If you have 72 rooms spanning 27,000 square feet on several levels designed as a mashup Tudor-Elizabethan mansion, then you can find places to stash your stuff. On Thursday, Jan. 10, The Branch inaugurates a yearlong celebration of its stately presence at Monument and Davis avenues. The house this year turns a full century old.
It’s not known exactly when during 1919 that the contractors dusted themselves off and handed John and Beulah Branch the keys, or if the three kids dashed up and down the staircases to give them a test run. The family’s first stay seems to have started prior to Thanksgiving.
The house, devised in the offices of New York architect John Russell Pope, and with the assistance of frequent Pope collaborator Otto R. Eggers, was intended to meet the needs of the Branch family as a “holiday house.” This was the third of the Branch houses; the others were in upstate New York and Italy. The lengths of the Branches' stays varied, although they tended to return to Richmond from around Thanksgiving to New Year’s, though they seem to have included some Halloweens and Valentine’s Days in there, too.
The Branches — their likenesses, that is — begin a yearlong residency as part of a presentation Jan. 10 at 6:30 p.m. by fashion historian and writer Caroline Rennolds Milbank, “A Grand Tour of the 1880s: Beulah’s Adventures in Art (and Romance).” This is the first of a series of ticketed tours and talks about the numerous threads of stories, from the personal to the architectural, that abound here.
Milbank is a descendant of Beulah Gould Branch. Branch as a young woman traveled abroad for the first time. Piecing together from Beulah’s diaries and letters, Milbank has pulled together a narrative of “adventure, danger, a growing passion for art, history and even flirtation.” (The $20 tickets can be purchased here.)
Portraits of Beulah Gould Branch (London, 1924, on loan from the collection of Marjorie Greville) and John Kerr Branch (Paris, 1930, on loan from the collection of Margaret Rennolds Chace) by Philip Alexius de László will be displayed at the Branch house during its centennial. (Images courtesy The Branch Museum of Architecture & Design)

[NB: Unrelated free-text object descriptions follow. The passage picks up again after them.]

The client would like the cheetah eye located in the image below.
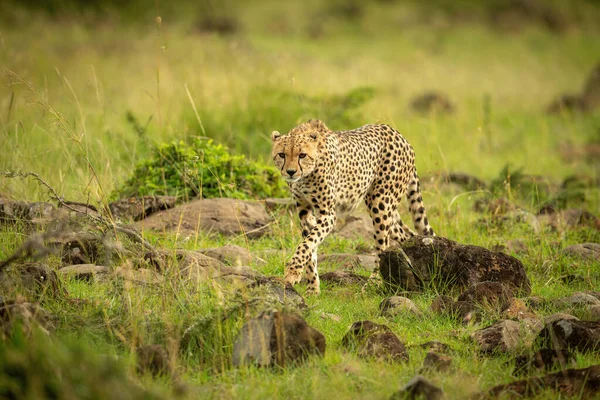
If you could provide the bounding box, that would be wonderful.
[278,153,285,158]
[298,153,307,159]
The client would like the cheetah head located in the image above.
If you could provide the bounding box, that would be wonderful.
[271,119,328,183]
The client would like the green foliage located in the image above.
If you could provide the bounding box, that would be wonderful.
[195,86,377,157]
[0,328,159,400]
[114,137,288,200]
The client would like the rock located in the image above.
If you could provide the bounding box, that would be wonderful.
[380,236,531,295]
[0,298,55,339]
[523,296,546,309]
[481,365,600,399]
[320,270,367,286]
[232,310,325,368]
[543,313,579,324]
[114,266,164,284]
[48,234,105,266]
[320,312,341,322]
[318,253,377,271]
[474,197,519,215]
[537,319,600,353]
[380,296,423,318]
[410,91,455,114]
[561,243,600,261]
[513,348,574,376]
[590,305,600,321]
[134,198,273,238]
[0,198,55,223]
[390,375,443,400]
[418,341,451,354]
[334,214,374,241]
[457,281,514,312]
[136,345,171,377]
[198,244,264,267]
[0,263,64,298]
[472,320,539,353]
[341,321,408,363]
[442,172,487,191]
[264,198,295,211]
[214,266,265,287]
[430,295,476,323]
[504,239,528,254]
[245,277,307,310]
[57,264,110,282]
[539,209,600,231]
[142,249,225,281]
[421,352,452,372]
[555,292,600,308]
[109,196,177,221]
[502,298,533,320]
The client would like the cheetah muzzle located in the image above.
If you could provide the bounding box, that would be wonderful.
[271,119,435,295]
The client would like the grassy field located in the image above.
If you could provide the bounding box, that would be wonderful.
[1,1,600,399]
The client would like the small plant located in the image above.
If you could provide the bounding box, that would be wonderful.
[113,137,288,201]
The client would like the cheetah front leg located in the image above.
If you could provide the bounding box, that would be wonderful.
[285,208,336,295]
[284,202,317,286]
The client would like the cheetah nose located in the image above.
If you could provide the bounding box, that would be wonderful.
[286,169,297,177]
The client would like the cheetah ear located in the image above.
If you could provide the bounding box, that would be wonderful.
[271,131,282,141]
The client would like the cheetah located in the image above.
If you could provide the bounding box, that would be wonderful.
[271,119,434,295]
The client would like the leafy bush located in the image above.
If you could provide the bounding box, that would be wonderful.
[114,137,288,201]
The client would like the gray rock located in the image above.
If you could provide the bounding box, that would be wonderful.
[320,270,367,286]
[513,348,575,376]
[264,198,295,211]
[143,249,224,282]
[232,310,325,368]
[422,352,452,372]
[590,305,600,321]
[481,365,600,399]
[544,313,579,324]
[134,198,273,238]
[199,244,265,267]
[341,321,408,363]
[457,281,514,312]
[380,296,423,318]
[537,319,600,353]
[109,196,177,221]
[245,277,307,310]
[555,292,600,308]
[333,214,374,241]
[561,243,600,261]
[58,264,110,282]
[390,375,443,400]
[318,253,377,271]
[472,320,539,353]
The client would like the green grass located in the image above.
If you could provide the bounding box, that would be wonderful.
[1,0,600,399]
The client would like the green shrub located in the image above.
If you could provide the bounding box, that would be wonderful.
[114,137,288,201]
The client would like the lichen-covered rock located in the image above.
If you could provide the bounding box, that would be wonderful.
[109,196,177,221]
[472,320,540,353]
[380,236,531,295]
[320,270,367,286]
[513,348,574,376]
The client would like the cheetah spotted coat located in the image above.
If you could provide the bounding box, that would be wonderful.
[271,119,434,294]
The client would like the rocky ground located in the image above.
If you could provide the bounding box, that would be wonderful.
[1,171,599,399]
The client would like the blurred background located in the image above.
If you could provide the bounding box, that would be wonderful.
[1,0,599,202]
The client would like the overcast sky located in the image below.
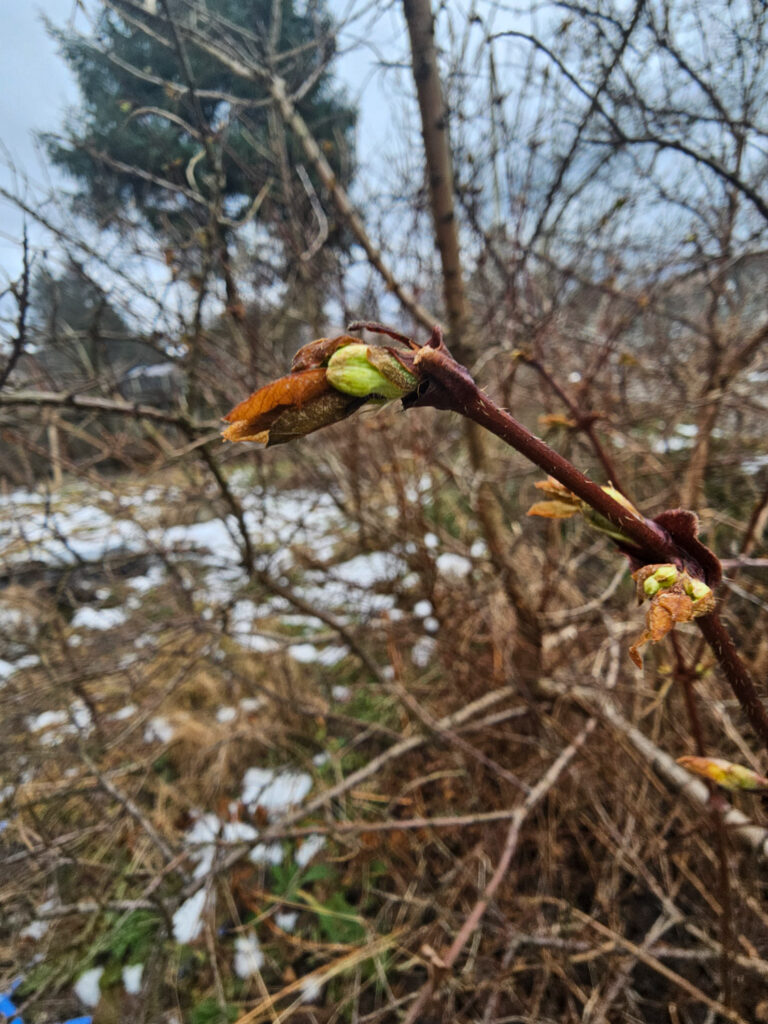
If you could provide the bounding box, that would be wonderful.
[0,0,409,290]
[0,1,81,280]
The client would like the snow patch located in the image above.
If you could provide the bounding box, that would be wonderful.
[20,918,51,941]
[435,553,472,577]
[27,710,68,732]
[300,976,324,1003]
[71,606,128,631]
[144,716,175,744]
[234,933,265,977]
[128,564,166,593]
[110,704,138,721]
[74,966,104,1007]
[412,636,437,668]
[275,911,298,932]
[248,842,284,866]
[172,889,207,944]
[242,767,313,816]
[295,834,326,868]
[122,963,144,994]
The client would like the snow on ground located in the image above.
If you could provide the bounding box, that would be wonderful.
[1,478,436,1012]
[233,933,265,978]
[71,605,128,630]
[143,716,175,744]
[122,964,143,995]
[74,967,104,1008]
[241,767,313,816]
[0,484,412,667]
[275,911,298,932]
[172,889,208,944]
[300,976,325,1003]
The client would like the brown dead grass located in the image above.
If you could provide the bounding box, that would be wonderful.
[1,423,767,1024]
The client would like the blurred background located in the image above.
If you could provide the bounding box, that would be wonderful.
[1,1,767,1021]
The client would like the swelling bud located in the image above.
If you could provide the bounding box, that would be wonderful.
[326,344,417,400]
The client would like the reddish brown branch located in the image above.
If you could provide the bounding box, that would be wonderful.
[406,329,768,753]
[517,351,628,495]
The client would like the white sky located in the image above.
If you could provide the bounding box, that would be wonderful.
[0,1,80,276]
[0,0,409,289]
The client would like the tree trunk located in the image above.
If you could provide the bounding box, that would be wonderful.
[402,0,543,688]
[403,0,469,361]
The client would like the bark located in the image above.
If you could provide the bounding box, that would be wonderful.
[402,0,469,360]
[402,0,543,687]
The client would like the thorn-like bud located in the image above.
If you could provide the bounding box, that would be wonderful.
[326,344,418,400]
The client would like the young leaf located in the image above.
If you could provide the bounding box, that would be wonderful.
[629,564,715,666]
[326,344,417,399]
[677,755,768,792]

The portraits are the work of Hungarian-British artist Philip de László. The loan of the paintings comes through arrangement from Branch descendants Marjorie Greville and Margaret Chace. This is the first time that the Branch pictures will be shown in public together. Mr. and Mrs. Branch will see you in the library.

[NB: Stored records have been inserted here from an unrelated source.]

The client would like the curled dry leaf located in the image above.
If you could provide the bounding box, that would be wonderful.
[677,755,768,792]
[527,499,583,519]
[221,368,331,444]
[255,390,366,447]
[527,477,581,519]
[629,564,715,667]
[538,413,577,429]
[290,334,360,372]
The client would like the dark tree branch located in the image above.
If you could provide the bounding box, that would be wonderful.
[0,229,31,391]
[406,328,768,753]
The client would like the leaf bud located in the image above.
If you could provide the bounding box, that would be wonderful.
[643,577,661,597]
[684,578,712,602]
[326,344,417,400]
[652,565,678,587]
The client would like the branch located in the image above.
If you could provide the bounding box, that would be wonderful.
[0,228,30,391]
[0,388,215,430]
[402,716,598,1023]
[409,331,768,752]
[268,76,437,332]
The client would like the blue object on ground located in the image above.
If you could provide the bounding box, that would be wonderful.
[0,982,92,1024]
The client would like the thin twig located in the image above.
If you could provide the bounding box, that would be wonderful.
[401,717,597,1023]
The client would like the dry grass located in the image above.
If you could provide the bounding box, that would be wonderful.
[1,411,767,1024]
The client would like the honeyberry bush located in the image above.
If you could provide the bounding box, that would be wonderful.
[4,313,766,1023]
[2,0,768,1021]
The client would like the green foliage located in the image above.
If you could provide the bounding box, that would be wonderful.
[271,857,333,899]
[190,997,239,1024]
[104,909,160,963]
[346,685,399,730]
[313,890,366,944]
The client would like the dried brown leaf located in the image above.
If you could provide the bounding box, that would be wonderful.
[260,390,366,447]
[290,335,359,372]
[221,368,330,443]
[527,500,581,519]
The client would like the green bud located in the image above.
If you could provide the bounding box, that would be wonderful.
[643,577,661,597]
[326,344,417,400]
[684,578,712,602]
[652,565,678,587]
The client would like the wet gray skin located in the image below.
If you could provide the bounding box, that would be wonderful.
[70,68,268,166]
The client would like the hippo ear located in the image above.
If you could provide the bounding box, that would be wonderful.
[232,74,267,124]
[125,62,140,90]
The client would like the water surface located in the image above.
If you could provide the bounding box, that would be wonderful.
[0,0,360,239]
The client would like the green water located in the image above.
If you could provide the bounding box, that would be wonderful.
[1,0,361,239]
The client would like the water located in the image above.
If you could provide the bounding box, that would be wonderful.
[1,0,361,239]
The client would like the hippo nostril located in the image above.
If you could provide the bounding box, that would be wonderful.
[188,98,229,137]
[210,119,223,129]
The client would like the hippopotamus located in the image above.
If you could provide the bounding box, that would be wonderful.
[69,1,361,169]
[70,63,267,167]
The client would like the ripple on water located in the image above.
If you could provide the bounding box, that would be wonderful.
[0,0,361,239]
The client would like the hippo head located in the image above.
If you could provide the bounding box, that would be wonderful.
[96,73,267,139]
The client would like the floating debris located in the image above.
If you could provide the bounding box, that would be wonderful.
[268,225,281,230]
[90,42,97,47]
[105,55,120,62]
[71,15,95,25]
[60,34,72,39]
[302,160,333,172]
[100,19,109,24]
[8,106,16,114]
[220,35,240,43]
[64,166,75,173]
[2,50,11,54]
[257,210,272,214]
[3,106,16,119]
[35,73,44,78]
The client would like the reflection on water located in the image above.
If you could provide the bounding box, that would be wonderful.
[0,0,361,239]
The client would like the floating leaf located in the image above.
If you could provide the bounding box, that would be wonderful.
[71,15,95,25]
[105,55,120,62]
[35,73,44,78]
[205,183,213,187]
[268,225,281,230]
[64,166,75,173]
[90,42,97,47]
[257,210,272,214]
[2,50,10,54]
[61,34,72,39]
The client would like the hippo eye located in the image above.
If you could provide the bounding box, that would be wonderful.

“This is an important year, not only for the house, but the Branch family,” says Fletcher. “The first Branch came to Virginia in 1619.” Plans are in progress to host a family reunion this summer on the grounds.
The house, on its acre of land, went up at a historic turning point. The Gilded Age came to an end with the cataclysm of the Great War, which brought with it income tax, but the top-most strata the Branch family occupied continued to prosper. The shake-out of 1929 was in the future, while a national ban of alcohol sales held sway. The parties nonetheless went on. Branch’s sister was supposed to build her own house in the lot next door, what is today parking for First Baptist Church, “but she ended up spending most of her life abroad,” Fletcher explains.
You can learn more about the work of John Russell Pope, the Branch family history and their legacy through the series of five lectures to occur through May.
In addition, at 2 p.m. on three separate Saturdays, Jan. 20 and 26 and Feb. 9, visitors can take an architectural tour of the Branch House. You'll see Beulah's rehabilitated bedroom, but in addition, Fletcher says, “You’ll also able to go into spaces you don’t normally see. Where the three children had their bedrooms, for example.” (Tours are $10 per person.)
Pope believed the Branch house would be the last one on Monument, making it either a heraldic announcement of entry or an exclamation mark at the end of the avenue’s architectural statement. He even devised a brick gate to allow for the entrance of motor cars from Monument.
“No one living has a memory of that section of wall ever swinging open,” Fletcher says, adding, “It’d take a ton of WD-40.”